The Toronto-based credit rating agency said on Monday that it will be
assigning a single-A rating to the notes, because “a number of
challenges have arisen” since April, when it had said it expected to
assign a double-A rating.
Credit spreads have widened significantly and some of the assets that
were underlying the commercial paper have faced pressure.
DBRS was the only agency to rate the commercial paper before the market
seized up as a result of the liquidity crisis in August, 2007, and much
of the paper had received top ratings. A report by Canada's brokerage
industry regulator, the Investment Industry Regulatory Organization of
Canada, found that most brokerages selling the paper said they did not
conduct internal due diligence reviews of the complex product because
they relied on the high credit rating the paper received from DBRS. The
rating agency has taken significant heat as a result of its ratings.

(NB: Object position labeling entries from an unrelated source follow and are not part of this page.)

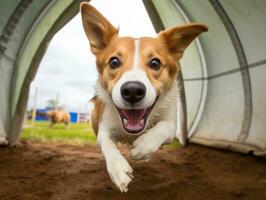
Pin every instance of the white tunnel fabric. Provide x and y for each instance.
(223, 71)
(234, 50)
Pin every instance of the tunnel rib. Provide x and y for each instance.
(243, 65)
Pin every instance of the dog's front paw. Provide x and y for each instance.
(144, 146)
(120, 172)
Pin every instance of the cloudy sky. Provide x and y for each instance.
(68, 67)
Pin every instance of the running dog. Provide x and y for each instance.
(136, 92)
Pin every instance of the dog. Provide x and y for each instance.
(58, 116)
(136, 92)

It continues to be the only agency to rate the new notes. Yesterday,
rival Moody's Investors Service said it is not rating them.
On Christmas Eve, the committee that's been working to restructure the
frozen commercial paper market announced that it finally had a new plan
that should allow the market to thaw early in the new year, thanks in
part to support from the government and other backers.

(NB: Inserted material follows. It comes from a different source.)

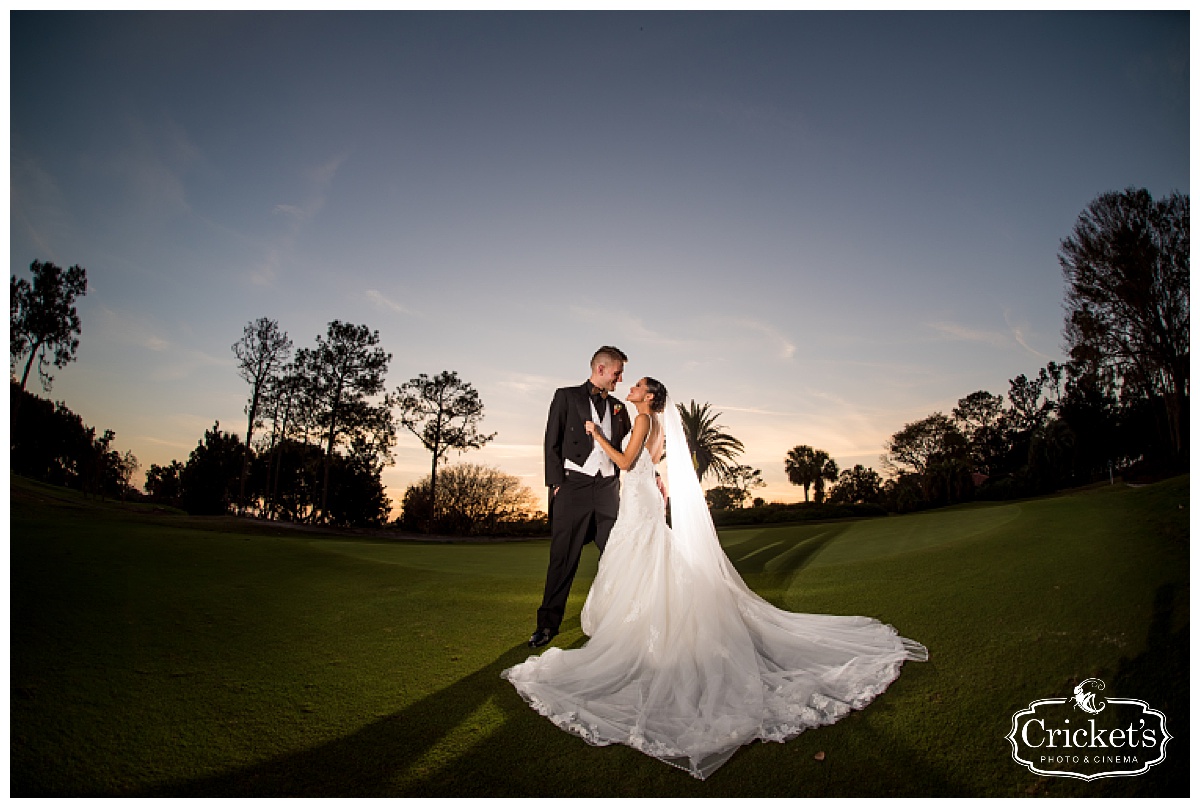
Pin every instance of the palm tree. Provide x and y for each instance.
(713, 449)
(826, 468)
(801, 468)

A significant amount of the money that will be backing the restructuring
plan was conditional on the notes receiving a credit rating of at least
single-A.
“We do not believe that the A rating will affect the ability of note
holders, who would have been able to hold AA rated notes, to hold the
restructured notes,” a source close to the committee said yesterday.
A number of investors, from corporations to pension plans, have rules
that outline the minimum credit rating an investment product must
receive in order for them to hold it.
The judge overseeing the restructuring of the market will be asked to
sign off on the committee's latest plan in January, after which the
commercial paper can be swapped for the new notes. It is not the first
time that the committee has presented a plan, but it now hopes the
restructuring will be completed by Jan. 16. A key element of this fix
was an agreement from Ottawa, Alberta, Quebec and Ontario to provide a
backstop credit line totalling $3.5-billion.